Erik Hanhan, a first-year photography major, pointed out that pickleball can be more competitive than it might appear at first glance. 

“I’ve only played once, but it was a lot of fun. It’s like big ping pong. I always see a lot of senior citizens playing it because you don’t need to move a lot, but it can be hard if you want it to be. The people I played with were really good and made it super athletic,” Hanhan said.

Throughout Seattle and King County, there are 78 outdoor courts as well as many community centers which offer indoor courts. The rising interest in the sport is being accompanied by increasing demand for more dedicated pickleball facilities. In response, the Seattle Parks Department is planning to expand access to outdoor pickleball for the community. 

Oliver Bazinet, senior planner for Seattle Parks and Recreation, has been leading a pickleball study to determine the best approach to satisfy residents. Most players are satisfied with the courts, however maintenance such as stripping and improving the surfaces may be needed. In addition, the access to nets has continually been a challenge especially when it comes to splitting the courts with tennis players. 

The parks project will address immediate, mid-term and long-term goals. The hope is to paint pickleball lines on the surface of existing tennis courts while others may be converted. Additional pickleball facilities will be constructed in the future by the department. 

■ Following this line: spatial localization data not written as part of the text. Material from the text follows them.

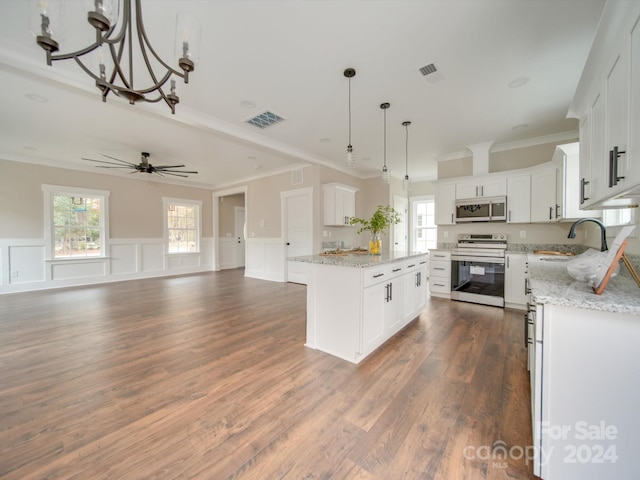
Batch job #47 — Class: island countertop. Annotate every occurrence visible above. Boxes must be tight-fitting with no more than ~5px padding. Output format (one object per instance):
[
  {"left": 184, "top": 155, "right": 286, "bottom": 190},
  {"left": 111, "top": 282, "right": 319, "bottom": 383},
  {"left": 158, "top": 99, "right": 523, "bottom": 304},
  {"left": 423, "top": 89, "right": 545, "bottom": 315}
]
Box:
[
  {"left": 288, "top": 251, "right": 428, "bottom": 268},
  {"left": 527, "top": 254, "right": 640, "bottom": 315}
]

Before that point, one can find four of the outdoor courts at Miller Playfield in Capitol Hill and drop-in games are available there on Mondays, Wednesdays and Fridays for two hours at no charge. It’s possible for so many eager people to show up that some may have to wait before jumping on to a court. 

Seattle University has picked pickleball to be an intramural sport this year. The University Recreation Center acquired the necessary equipment over the summer after the Seattle U faculty expressed interest in playing. A single, one day tournament is being held this quarter Saturday, Oct. 29 for students interested in either participating in or spectating the event.

Trace Seaton, the Assistant Director of UREC at Seattle U, oversees the competitive sports division and hopes to see students engage in opportunities to play the game.

“If pickleball takes off as an intramural, I think it would be really cool to see it evolve into a club sport. We could turn it into a three or four week league like volleyball or soccer. Even if you’ve never played any racquet sport before, it’s still a lot of fun to go out and play,” Seaton said. 

After developing a reputation as a sport mainly dominated by seniors, pickleball is expanding its horizons. Younger players are becoming more engaged with the game and Seattle U is capitalizing on the opportunity to get students involved with a sport that is significantly easier than most of the other competitive sports. 

“Old, young, everything in between, sporty and not so sporty-everyone is playing the sport,” Eva Pilgrim said on Good Morning America. 

If enough students show up for the tournament, the sport could potentially take off in the Redhawk community. Given that Pickleball calls Washington state home, Redhawks could substantially contribute to the sports culture.